Chris and her daughter decided to join Bruce for the class.

"I'm not a very big woman myself," Chris said. "And so, if something happens to Bruce, I want to be able to protect my home. And because I'm not very big, a man could do whatever he wanted with me. A gun seems like it would level the playing field."

Williams, who seemed to regard less lethal methods of self-defense with a lot of skepticism, said that he had a 30 percent increase in the number of women showing up in his classes, which meet the state's public safety requirements for concealed handgun licensing. Generally, the courses cost upward of $100, and the application for the concealed handgun course is about $140, not including fingerprinting fees and the cost of passport photos. Williams' class, which is combined with a legal response program that includes information about what to do if you have to shoot someone, costs about $400, though it was $198 with the coupon.

Williams, a gunsmith, insomniac and father of two teaches the 10-hour training course four times a week, he said.

"Chivalry is dead," he said. "Male criminals think nothing nowadays of shooting a woman." At home, his two daughters are well-versed in marksmanship - the 7-year-old has a rifle and a handgun and his 5-year-old will soon have her own rifle, he said. It was the first time I had heard anyone mention children owning guns, but he says in the class that the best way to prevent children's injury with firearms is to educate them about how to use them. (And to keep them in locked cases.)
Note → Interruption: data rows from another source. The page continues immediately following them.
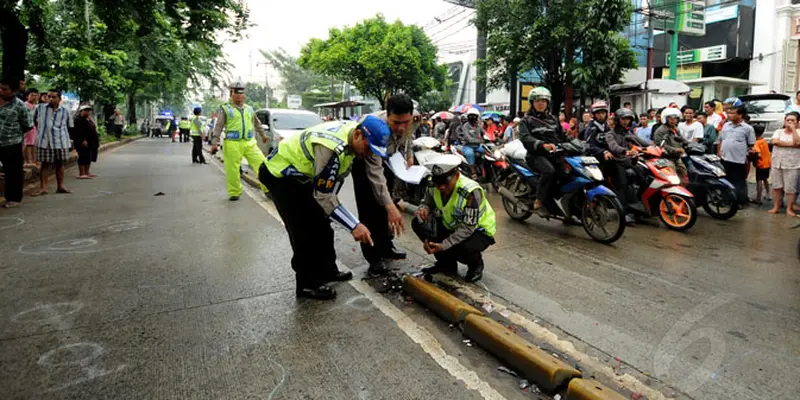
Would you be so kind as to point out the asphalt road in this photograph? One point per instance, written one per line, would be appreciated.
(112, 292)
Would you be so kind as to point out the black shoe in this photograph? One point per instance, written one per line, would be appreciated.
(341, 276)
(377, 269)
(322, 292)
(438, 268)
(474, 275)
(394, 254)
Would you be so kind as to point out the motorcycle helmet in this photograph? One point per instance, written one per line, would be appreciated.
(539, 92)
(599, 106)
(733, 101)
(670, 112)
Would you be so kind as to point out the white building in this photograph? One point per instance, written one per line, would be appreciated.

There are other things to consider. The personal injury rates for firearms in homicide and suicide in this country are higher than they are in any other industrialized nation. And violent crimes in America dropped significantly in 2010, to what appears to be the lowest rate in nearly 40 years.

While Chris and I, her daughter and Bruce braved the 106-degree heat with our other classmates in Hays County, a man starting to shoot his required 50 rounds cut his hand on one of the gun slides, and blood started dripping down his hand.

My heart racing, and sweat trickling into my eyes, I stood in a line behind a blue barrel and tried to focus when it came time for me to take the test. If I end up earning my license, I can only hope the shots fired there will be the last ones I ever shoot under that kind of pressure ­- or worse.